2021 : MODEL PERINGATAN DINI PERUBAHAN MUTU AIR DAN STRATEGI PENGELOLAAN MUTU AIR SUNGAI DENGAN PENDEKATAN SISTEM DINAMIK

Prof. Dr. Ir. Nieke Karnaningroem Dipl.SE, M.Sc

Year

2021

Published in

-

External link

Type

RESEARCH

Keywords

-


Abstract

Permasalahan pencemaran sungai yang kompleks, dapat didekati dengan model sistem dinamik. Tujuan utama penelitian ini adalah membangun model untuk peringatan dini perubahan mutu air sungai yang didasari metode sistem dinamik. Model ini dibangun dari dua parameter pencemar air sungai yaitu BOD dan COD. Model peringatan dini perubahan mutu air sungai ditunjukkan oleh penurunan nilai DO menuju ke arah indikator berwarna merah yang mengindikasikan bahwa kualitas air sungai dalam kondisi tercemar berat. Model ini dapat berjalan dengan baik pada sungai dengan kondisi tanpa dipengaruhi oleh pasang surut.

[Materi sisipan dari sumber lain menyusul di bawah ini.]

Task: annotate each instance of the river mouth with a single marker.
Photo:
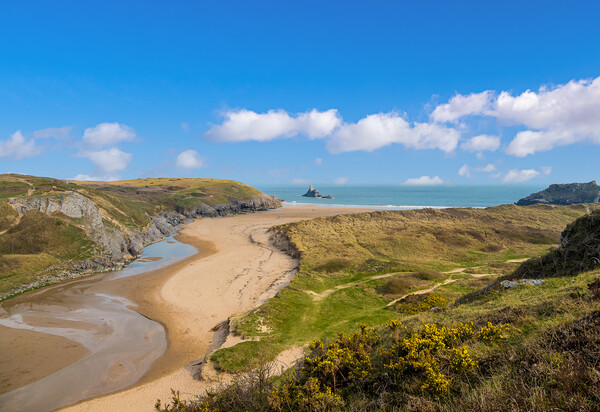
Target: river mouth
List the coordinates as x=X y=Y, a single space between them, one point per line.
x=117 y=345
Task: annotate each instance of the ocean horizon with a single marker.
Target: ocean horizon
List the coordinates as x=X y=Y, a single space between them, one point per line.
x=399 y=197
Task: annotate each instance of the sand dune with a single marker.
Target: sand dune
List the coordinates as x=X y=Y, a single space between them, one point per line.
x=238 y=270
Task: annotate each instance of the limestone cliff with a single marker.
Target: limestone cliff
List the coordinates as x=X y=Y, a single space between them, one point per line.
x=109 y=224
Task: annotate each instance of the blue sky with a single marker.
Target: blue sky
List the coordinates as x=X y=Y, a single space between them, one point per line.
x=372 y=92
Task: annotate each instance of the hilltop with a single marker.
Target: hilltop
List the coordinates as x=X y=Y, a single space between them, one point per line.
x=51 y=229
x=564 y=194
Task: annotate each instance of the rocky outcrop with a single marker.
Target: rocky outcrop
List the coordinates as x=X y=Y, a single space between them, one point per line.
x=255 y=204
x=564 y=194
x=114 y=242
x=312 y=192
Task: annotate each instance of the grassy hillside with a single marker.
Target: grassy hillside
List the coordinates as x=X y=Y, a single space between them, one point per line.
x=353 y=266
x=529 y=347
x=175 y=193
x=35 y=242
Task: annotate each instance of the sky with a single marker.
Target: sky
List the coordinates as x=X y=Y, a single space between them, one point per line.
x=274 y=92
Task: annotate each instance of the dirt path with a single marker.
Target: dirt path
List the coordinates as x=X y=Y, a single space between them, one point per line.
x=325 y=293
x=244 y=271
x=422 y=291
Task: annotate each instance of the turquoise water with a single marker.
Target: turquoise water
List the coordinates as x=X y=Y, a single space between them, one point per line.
x=403 y=197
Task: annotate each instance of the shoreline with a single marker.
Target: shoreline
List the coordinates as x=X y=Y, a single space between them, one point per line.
x=192 y=296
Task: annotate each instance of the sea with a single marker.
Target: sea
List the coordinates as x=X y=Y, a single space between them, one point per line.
x=402 y=197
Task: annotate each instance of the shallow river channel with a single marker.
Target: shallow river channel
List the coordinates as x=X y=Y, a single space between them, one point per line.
x=122 y=343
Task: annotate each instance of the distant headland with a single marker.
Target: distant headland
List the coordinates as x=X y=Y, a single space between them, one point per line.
x=564 y=194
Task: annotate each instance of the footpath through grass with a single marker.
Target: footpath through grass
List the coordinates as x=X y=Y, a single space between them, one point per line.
x=338 y=286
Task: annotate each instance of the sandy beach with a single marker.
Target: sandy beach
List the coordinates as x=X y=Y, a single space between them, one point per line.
x=236 y=270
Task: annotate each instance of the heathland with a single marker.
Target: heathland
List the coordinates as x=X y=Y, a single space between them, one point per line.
x=405 y=310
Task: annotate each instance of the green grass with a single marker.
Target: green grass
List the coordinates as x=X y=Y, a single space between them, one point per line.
x=40 y=242
x=36 y=243
x=349 y=250
x=545 y=358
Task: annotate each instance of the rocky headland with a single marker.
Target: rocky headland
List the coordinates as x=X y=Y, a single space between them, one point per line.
x=115 y=226
x=564 y=194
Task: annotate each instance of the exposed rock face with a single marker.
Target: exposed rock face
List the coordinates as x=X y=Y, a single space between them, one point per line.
x=114 y=243
x=312 y=192
x=564 y=194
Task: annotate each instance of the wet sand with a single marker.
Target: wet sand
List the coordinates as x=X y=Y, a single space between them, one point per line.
x=237 y=269
x=190 y=298
x=27 y=360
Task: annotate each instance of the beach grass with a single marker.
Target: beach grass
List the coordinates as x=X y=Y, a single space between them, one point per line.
x=343 y=258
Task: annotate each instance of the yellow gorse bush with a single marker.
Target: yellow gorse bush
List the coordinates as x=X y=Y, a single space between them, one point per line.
x=428 y=358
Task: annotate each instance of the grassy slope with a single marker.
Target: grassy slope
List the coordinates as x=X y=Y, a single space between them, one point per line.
x=545 y=356
x=351 y=250
x=125 y=205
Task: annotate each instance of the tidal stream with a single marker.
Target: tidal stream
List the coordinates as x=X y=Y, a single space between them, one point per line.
x=122 y=343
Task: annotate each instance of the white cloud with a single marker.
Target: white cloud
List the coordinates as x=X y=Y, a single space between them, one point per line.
x=53 y=132
x=17 y=147
x=110 y=160
x=107 y=134
x=87 y=178
x=244 y=125
x=189 y=160
x=460 y=106
x=317 y=125
x=518 y=176
x=424 y=181
x=378 y=130
x=553 y=116
x=489 y=168
x=481 y=143
x=465 y=171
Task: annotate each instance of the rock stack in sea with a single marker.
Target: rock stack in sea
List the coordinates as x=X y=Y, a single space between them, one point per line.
x=312 y=192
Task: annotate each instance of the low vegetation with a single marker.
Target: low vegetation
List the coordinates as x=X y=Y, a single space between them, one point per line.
x=35 y=244
x=352 y=266
x=529 y=347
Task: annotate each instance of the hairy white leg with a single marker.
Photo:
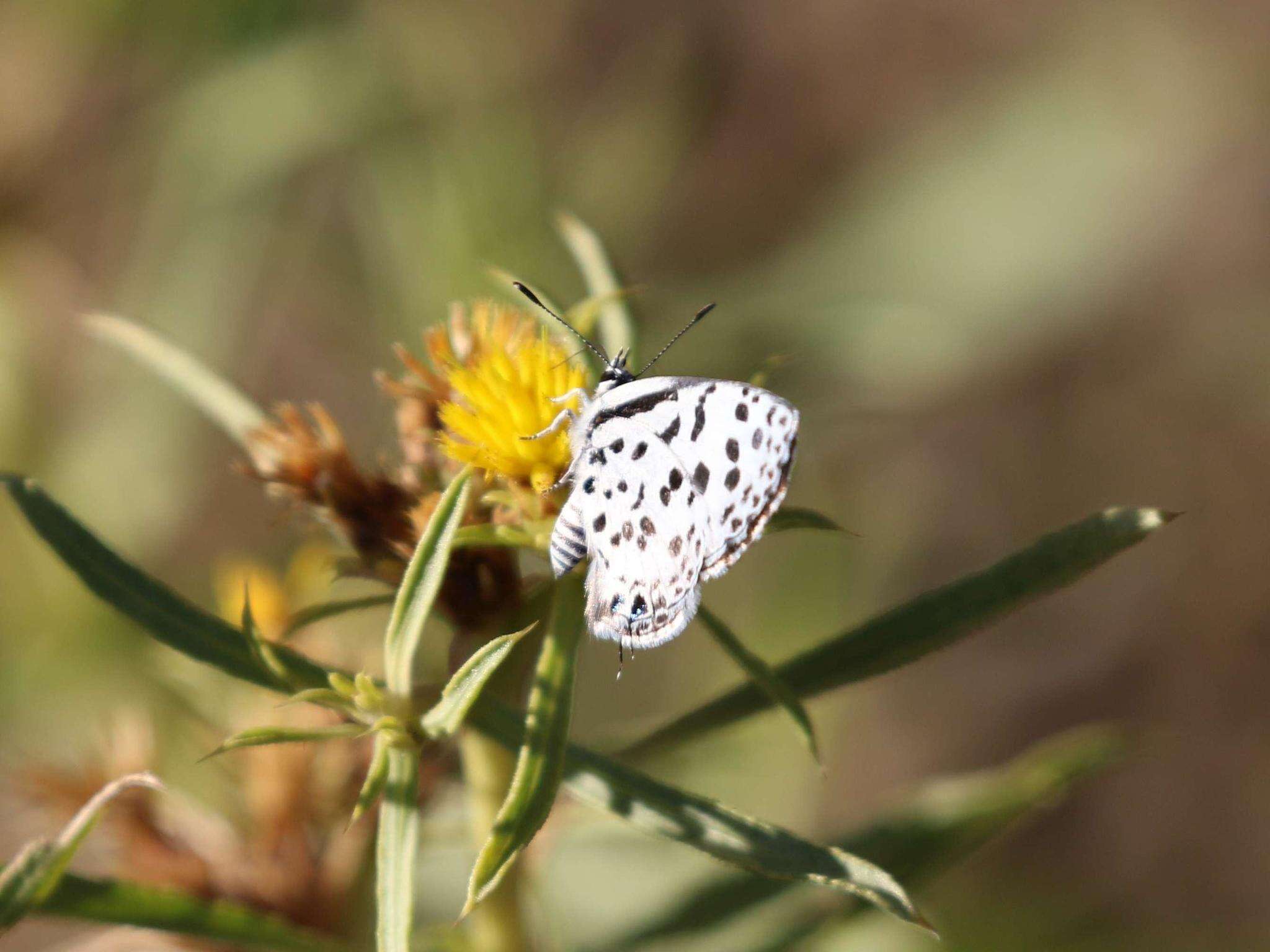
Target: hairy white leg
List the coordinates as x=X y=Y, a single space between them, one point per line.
x=562 y=418
x=580 y=392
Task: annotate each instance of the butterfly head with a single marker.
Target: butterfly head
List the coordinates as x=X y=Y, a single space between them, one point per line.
x=615 y=374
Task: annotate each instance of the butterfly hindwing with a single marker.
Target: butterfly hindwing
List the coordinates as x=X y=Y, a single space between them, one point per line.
x=673 y=479
x=644 y=541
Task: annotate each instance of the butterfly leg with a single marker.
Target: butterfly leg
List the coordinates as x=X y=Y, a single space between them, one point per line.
x=561 y=420
x=580 y=392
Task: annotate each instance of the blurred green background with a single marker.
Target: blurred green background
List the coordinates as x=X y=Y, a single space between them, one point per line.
x=1015 y=253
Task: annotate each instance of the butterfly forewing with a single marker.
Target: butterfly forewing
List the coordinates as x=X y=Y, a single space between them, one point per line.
x=673 y=479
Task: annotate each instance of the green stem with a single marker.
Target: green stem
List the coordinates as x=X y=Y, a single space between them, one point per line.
x=497 y=923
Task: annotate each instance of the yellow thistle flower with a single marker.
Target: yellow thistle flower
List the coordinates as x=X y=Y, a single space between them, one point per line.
x=502 y=391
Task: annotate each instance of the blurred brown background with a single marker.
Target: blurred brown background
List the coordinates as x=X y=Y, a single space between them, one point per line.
x=1016 y=254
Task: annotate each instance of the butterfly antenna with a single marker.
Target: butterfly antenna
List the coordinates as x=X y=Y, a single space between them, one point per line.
x=573 y=330
x=689 y=327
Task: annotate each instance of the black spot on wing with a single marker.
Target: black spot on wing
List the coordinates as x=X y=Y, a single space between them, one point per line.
x=701 y=478
x=700 y=418
x=633 y=408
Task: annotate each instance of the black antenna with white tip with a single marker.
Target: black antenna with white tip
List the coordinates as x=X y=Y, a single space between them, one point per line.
x=573 y=330
x=689 y=327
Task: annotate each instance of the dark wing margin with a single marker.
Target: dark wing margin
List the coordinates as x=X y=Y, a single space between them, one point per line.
x=568 y=539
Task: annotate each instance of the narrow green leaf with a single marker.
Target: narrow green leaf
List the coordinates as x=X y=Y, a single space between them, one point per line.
x=162 y=612
x=530 y=535
x=945 y=822
x=419 y=586
x=616 y=328
x=762 y=676
x=136 y=904
x=397 y=848
x=706 y=824
x=322 y=611
x=585 y=314
x=31 y=878
x=541 y=753
x=323 y=697
x=263 y=736
x=463 y=690
x=223 y=403
x=791 y=517
x=933 y=620
x=376 y=778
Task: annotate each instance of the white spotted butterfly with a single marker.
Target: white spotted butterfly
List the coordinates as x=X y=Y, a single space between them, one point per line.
x=673 y=479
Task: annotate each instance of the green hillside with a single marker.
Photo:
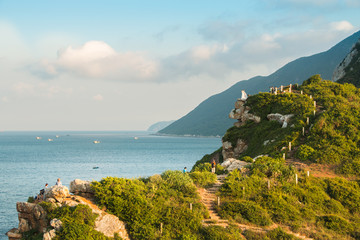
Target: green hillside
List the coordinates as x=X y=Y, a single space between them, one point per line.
x=210 y=118
x=272 y=198
x=352 y=71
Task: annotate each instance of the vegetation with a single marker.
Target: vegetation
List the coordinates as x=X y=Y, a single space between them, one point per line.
x=145 y=204
x=78 y=222
x=329 y=205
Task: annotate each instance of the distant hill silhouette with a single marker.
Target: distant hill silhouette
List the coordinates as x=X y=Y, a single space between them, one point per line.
x=210 y=118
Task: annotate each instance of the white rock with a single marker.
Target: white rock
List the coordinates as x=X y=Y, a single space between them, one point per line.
x=56 y=224
x=80 y=186
x=57 y=192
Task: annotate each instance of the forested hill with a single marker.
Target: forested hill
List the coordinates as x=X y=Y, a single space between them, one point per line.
x=350 y=67
x=210 y=118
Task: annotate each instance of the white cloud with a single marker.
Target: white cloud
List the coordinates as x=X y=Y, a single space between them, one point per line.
x=5 y=99
x=96 y=59
x=98 y=97
x=11 y=42
x=342 y=26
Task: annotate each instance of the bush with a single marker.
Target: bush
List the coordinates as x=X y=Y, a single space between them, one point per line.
x=220 y=233
x=336 y=223
x=247 y=159
x=78 y=222
x=305 y=153
x=247 y=210
x=31 y=200
x=278 y=233
x=145 y=203
x=203 y=179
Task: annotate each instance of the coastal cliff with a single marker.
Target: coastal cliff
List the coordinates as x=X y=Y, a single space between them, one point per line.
x=36 y=219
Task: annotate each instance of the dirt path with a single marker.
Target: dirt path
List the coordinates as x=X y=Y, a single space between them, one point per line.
x=209 y=199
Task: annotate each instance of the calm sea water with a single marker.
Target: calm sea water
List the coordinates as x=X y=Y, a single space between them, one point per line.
x=27 y=163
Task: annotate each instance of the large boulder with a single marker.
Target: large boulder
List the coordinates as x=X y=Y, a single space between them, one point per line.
x=31 y=217
x=231 y=164
x=57 y=192
x=233 y=152
x=81 y=187
x=241 y=113
x=282 y=119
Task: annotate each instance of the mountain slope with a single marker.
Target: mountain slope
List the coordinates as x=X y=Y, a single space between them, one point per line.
x=210 y=117
x=349 y=69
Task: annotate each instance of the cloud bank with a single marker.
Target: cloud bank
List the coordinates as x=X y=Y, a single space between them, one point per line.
x=227 y=52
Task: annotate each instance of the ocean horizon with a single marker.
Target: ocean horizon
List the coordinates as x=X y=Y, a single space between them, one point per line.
x=29 y=159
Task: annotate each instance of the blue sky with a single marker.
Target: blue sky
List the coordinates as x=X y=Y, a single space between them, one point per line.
x=123 y=65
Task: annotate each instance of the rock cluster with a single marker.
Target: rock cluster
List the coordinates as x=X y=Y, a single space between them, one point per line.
x=241 y=113
x=231 y=164
x=282 y=119
x=56 y=194
x=81 y=188
x=33 y=217
x=228 y=151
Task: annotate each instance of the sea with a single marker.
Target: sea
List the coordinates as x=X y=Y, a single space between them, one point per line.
x=28 y=160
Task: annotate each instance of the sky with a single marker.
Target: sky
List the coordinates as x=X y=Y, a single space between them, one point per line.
x=124 y=65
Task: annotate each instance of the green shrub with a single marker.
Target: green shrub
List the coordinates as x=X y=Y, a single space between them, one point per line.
x=202 y=167
x=278 y=233
x=78 y=222
x=250 y=235
x=203 y=179
x=247 y=210
x=305 y=152
x=220 y=233
x=336 y=223
x=146 y=203
x=247 y=159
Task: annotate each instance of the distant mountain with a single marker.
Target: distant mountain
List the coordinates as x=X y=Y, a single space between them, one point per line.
x=159 y=125
x=349 y=69
x=210 y=118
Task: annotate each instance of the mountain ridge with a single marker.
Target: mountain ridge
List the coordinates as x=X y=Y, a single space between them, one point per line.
x=209 y=118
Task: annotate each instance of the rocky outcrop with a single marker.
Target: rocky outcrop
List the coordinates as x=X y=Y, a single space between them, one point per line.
x=33 y=217
x=282 y=119
x=241 y=113
x=231 y=164
x=106 y=223
x=81 y=188
x=228 y=151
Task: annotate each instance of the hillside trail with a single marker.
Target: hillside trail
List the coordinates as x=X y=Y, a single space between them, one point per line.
x=210 y=200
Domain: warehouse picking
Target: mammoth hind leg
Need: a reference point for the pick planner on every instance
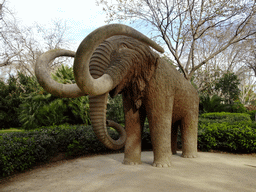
(189, 135)
(174, 135)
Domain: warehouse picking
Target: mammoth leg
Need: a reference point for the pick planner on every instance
(175, 127)
(134, 121)
(189, 134)
(160, 122)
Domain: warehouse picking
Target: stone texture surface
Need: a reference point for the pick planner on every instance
(208, 172)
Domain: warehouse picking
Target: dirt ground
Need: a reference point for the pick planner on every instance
(208, 172)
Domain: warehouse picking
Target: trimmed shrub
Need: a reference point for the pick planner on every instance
(21, 150)
(232, 132)
(226, 117)
(237, 138)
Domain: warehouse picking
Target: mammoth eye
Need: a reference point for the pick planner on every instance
(123, 46)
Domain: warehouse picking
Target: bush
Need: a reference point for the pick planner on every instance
(226, 117)
(232, 132)
(225, 137)
(21, 150)
(252, 114)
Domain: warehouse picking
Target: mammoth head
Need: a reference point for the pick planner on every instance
(131, 66)
(109, 59)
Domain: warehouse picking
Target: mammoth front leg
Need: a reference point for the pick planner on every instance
(160, 122)
(134, 122)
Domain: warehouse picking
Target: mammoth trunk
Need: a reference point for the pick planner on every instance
(98, 104)
(98, 119)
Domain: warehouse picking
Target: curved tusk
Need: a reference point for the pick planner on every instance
(104, 84)
(44, 77)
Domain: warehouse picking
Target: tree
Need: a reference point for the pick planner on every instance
(227, 85)
(185, 26)
(20, 45)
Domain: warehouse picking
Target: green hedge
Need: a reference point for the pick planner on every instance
(231, 132)
(21, 150)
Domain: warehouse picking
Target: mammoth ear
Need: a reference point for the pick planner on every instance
(139, 83)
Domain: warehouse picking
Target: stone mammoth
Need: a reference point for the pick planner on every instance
(118, 59)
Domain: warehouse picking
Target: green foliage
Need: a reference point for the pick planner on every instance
(228, 86)
(227, 117)
(79, 108)
(64, 75)
(20, 151)
(211, 104)
(252, 114)
(232, 132)
(227, 101)
(40, 108)
(11, 97)
(115, 110)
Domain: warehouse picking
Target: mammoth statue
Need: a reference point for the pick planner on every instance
(117, 59)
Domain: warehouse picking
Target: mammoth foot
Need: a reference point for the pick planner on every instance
(162, 163)
(189, 155)
(130, 162)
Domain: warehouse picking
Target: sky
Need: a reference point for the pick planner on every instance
(82, 16)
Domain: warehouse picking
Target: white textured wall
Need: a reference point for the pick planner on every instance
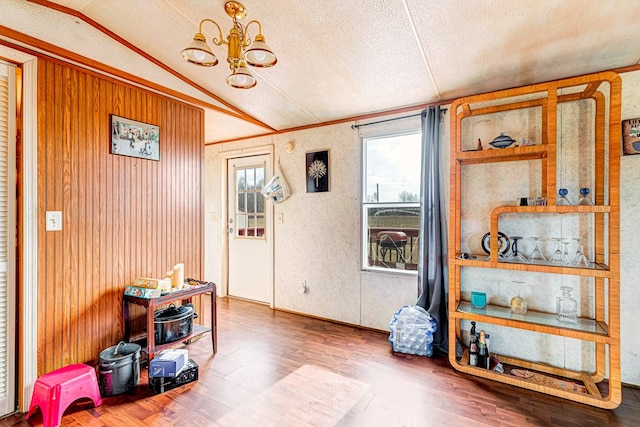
(319, 241)
(629, 241)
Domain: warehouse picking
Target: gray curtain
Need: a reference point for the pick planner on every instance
(433, 270)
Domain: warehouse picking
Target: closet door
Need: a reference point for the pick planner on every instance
(7, 237)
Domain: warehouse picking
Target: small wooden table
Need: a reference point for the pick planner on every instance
(185, 295)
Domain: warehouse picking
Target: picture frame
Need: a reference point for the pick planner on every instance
(631, 136)
(134, 139)
(317, 171)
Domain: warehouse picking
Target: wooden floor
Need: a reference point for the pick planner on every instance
(280, 369)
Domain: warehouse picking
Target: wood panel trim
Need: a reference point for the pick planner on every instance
(110, 72)
(67, 10)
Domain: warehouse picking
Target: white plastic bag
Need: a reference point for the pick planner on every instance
(276, 189)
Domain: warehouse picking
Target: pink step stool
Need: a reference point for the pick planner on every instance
(55, 391)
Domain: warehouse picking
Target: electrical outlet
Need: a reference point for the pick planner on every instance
(302, 288)
(53, 221)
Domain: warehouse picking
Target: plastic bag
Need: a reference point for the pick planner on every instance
(412, 331)
(276, 189)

Langkah langkah yang perlu dilakukan dalam melaksanakan penelitian adalah sbegai berikut : l Melakukan analisis kondisi eksisting Sungai dan pembuatan model clustering daerah rawan pencemaran air dan model clustering sumber pencemar domestik. 2. Menentukan beban pencemaran dan menentukan kapasitas asimilasi sungai. 3. Membangun 7 sub model yang didasari metode sistem dinamik meliputi kependudukan, limbah pemukiman, limbah rumah makan, limbah hotel, limbah pasar, limbah tempat umum lainnya dan beban pencemaran. 4. Langkah keempat yaitu memvisualisasikan hasil simulasinya melalui dashboard Microsoft Power BI. Selanjutnya sub model dalam Langkah ke 3 mengenai beban pencemaran tersebut akan terintegrasi dalam model peringatan dini perubahan mutu air sungai. Berikut untuk simulasi parameter indikator DO di akhir periode simulasi, pada status mutu air tercemar sedang sebsar DO bernilai ≥ 2 – 4,4 mg/L Dari skenario strategi yang paling efektif untuk menurunkan beban pencemar dan meningkatkan nilai oksigen terlarut (DO) air sungai adalah skenario pada kondisi optimis yaitu (1) Peningkatan partisipasi masyarakat (2) pengadaann IPAL (3) Penegakan hukum lingkungan dan (4) Kerjasama lintas sektoral. S Penerapan skenario ini memberikan penurunan organic dan yang memberi dampak pada kenaikan nilai DO dapat digunakan sebagai indikator kesehatan perairan dengan besar penurunan beban pencemar BOD mencapai 80 persen dan COD sebesar 73 persen, sehingga kualitas badan air sesuai dengan baku mutu peruntukannya sebagai badan air Kelas I (satu)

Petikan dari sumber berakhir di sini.